As you can see, we face a variety of problems. But they do not stop there. What makes this horrible is this: it is estimated that on any given day, there are at least 2 Substitute Teachers working in every school in the state. Additionally, to make matters worse, we are often warned by district professionals, that should we ‘complain’ to anyone (like the Labor Commissioner or Legislature) we will be fired. To go one-step further, I was told that should I take a position on this legislation, I would not have a job when the school year starts, even though I received a Notice of Prospective Employment (which has been used to deny my ability to collect unemployment).

The best misnomer of all is this: Substitute Teachers are part of the bargaining process. I want to make this clear – except in a couple of instances (LA and SF) we do not belong to unions and no one represents us in negotiations, yet districts negotiate our salaries with unions and we have no say! As such, we are denied benefits, rights and the respect we deserve.
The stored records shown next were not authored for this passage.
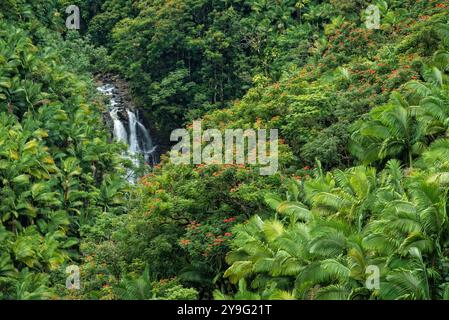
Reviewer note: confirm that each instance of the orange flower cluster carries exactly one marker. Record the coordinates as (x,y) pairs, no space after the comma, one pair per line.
(184,242)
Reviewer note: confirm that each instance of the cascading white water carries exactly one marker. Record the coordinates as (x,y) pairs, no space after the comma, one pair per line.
(134,148)
(136,137)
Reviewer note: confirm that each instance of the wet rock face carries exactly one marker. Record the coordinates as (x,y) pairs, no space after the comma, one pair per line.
(125,123)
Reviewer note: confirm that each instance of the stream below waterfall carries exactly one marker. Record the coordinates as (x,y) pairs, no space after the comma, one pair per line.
(129,129)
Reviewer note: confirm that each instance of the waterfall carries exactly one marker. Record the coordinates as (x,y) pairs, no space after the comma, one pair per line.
(135,134)
(120,133)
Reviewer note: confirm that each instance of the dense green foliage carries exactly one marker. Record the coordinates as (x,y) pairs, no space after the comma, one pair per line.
(364,155)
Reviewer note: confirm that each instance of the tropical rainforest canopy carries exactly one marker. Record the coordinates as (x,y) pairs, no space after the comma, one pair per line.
(363,179)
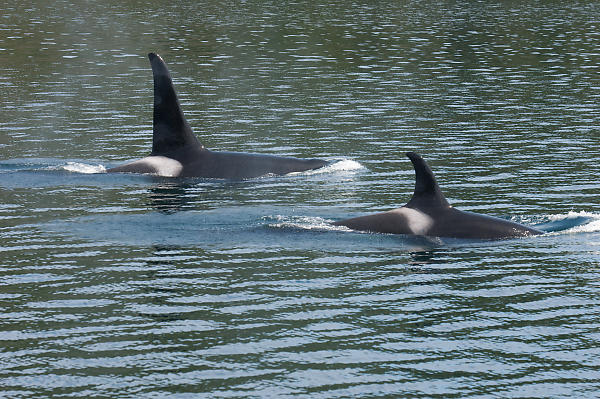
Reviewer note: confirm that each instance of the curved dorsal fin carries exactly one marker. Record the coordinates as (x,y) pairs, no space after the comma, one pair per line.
(170,129)
(427,192)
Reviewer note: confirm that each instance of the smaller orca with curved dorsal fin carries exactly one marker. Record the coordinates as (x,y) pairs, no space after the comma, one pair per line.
(428,213)
(177,152)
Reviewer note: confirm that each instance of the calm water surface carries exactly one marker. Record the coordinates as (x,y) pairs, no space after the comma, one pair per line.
(136,286)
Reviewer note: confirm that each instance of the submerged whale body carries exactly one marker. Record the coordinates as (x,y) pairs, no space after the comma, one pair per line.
(428,213)
(177,152)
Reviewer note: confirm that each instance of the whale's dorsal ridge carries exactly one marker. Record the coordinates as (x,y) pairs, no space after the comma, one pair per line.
(427,192)
(170,129)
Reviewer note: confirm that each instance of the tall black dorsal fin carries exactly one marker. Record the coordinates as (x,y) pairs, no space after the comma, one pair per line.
(170,129)
(427,192)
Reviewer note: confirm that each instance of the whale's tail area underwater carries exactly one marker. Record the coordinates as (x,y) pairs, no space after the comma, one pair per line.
(428,213)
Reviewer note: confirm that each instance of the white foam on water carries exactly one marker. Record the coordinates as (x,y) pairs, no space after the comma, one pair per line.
(342,165)
(303,223)
(590,224)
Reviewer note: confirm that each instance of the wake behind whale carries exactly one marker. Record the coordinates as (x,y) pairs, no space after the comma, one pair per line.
(177,152)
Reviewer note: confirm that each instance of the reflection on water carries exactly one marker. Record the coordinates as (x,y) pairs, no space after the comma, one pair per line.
(135,286)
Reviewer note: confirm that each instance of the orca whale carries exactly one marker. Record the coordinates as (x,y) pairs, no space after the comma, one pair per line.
(177,152)
(428,213)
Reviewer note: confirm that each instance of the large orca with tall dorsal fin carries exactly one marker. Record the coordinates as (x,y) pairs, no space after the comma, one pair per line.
(428,213)
(177,152)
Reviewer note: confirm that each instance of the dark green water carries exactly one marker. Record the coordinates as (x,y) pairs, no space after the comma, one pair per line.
(135,286)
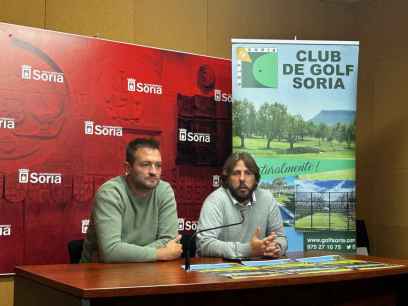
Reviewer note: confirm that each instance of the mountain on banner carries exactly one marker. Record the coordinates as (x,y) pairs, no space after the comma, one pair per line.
(332,117)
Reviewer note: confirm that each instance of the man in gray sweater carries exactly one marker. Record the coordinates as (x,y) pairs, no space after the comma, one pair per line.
(261,233)
(134,217)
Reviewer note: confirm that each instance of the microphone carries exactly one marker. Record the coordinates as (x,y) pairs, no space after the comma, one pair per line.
(187,251)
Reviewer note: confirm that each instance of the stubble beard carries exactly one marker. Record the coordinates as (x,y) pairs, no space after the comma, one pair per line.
(237,195)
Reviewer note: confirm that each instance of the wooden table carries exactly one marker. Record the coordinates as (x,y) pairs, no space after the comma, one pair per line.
(166,283)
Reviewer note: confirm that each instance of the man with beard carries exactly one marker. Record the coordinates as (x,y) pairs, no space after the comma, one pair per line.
(261,233)
(134,218)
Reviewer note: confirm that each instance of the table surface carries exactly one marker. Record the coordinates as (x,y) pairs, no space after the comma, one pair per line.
(131,279)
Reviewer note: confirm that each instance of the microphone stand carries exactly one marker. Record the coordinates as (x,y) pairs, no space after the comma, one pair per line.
(187,253)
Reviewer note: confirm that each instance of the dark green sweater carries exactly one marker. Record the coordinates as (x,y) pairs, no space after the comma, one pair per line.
(127,228)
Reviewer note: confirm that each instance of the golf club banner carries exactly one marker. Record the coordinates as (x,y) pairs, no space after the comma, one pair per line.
(69,104)
(294,110)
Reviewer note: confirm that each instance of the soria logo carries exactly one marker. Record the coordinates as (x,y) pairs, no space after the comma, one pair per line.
(102,130)
(184,135)
(30,73)
(7,123)
(84,225)
(186,225)
(5,230)
(135,86)
(216,181)
(220,96)
(25,176)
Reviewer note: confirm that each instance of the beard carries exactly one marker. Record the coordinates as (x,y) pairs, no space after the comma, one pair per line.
(242,195)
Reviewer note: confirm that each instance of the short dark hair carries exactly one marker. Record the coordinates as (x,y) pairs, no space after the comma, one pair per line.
(232,160)
(139,143)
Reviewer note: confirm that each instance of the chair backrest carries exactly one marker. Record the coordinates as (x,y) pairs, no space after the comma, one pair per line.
(189,243)
(75,250)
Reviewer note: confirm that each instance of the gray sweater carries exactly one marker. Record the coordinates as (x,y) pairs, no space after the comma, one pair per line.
(221,208)
(127,228)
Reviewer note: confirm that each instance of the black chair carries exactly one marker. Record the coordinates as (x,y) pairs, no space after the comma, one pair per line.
(75,250)
(189,243)
(362,235)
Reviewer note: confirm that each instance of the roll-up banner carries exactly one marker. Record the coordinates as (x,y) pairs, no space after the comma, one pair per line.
(294,110)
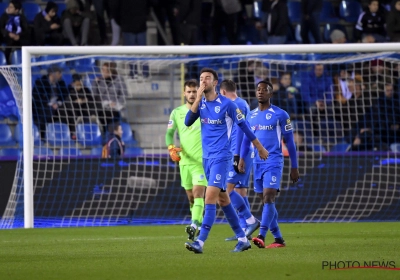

Not to beat a dead horse, but to go one step further, not only do teachers tell their students that we are “incompetent and ignorant”, but many tell their students that “if we were educated then we would not be subs – we would be full time educators!” (For the record, I spent over 40 years working in the California Legislature, have taught full time and retired to take care of my mother. I started subbing in 2002 when I entered law school at the age of 45. On that note, I have several degrees, including a law degree. Additionally, if you ask administrators, I am professional, organized and come prepared with my own lesson plans should there be problems with others!). To make matters worse, educators do not know how to properly prepare lesson plans, leave us with no seating charts, fail to tell us which students have medical, emotional or educational problems, and in this day and age, are denied access to the internet.

Combined, we often look unprofessional or incompetent because we often walk into a room with materials hidden, missing or incomplete, and when we speak to the office about it. What is really sad here is this: if this happens, we find ourselves on the black list.

With that background in mind, I have the following suggestions on how to remove our opposition (one of the following concepts):

  1. Require school districts to provide us with training, both on subject matter and overall operations – especially emergency and first aid. To that note, the attached document offers suggestions on how this can be done. Make no doubt about it, but this will make a difference in the 2020-2021 school year;
  2. Allow school districts to have Substitute Teachers organize and be represented by a negotiating team when contracts are discussed;
  3. Eliminate the unfair blacklists;
  4. Require country boards of education to create a pool of substitutes, and have them service the total districts that they represent;
  5. Provide Substitutes with a recognized standard of living, including requiring payment of salaries on a bi-weekly basis;
  6. Clarify our standing as employees, and the rights we receive;
  7. Require school districts to provide uniform income standards;

Before I close, as I mentioned above, I have provided a proposed piece of legislation that we believe will be more important as the school year starts. Additionally, many of the ideas mentioned here, are written and available for both review and discussion.   

In closing, the concepts embodied in this letter are experienced by Substitutes in every corner of the state, and lead directly to the shortage districts face. In our opinion, AB 1982 does nothing to rectify any of those problems and help put quality Substitute or Guest Teachers in the classroom. We look forward to working with you to remove our opposition.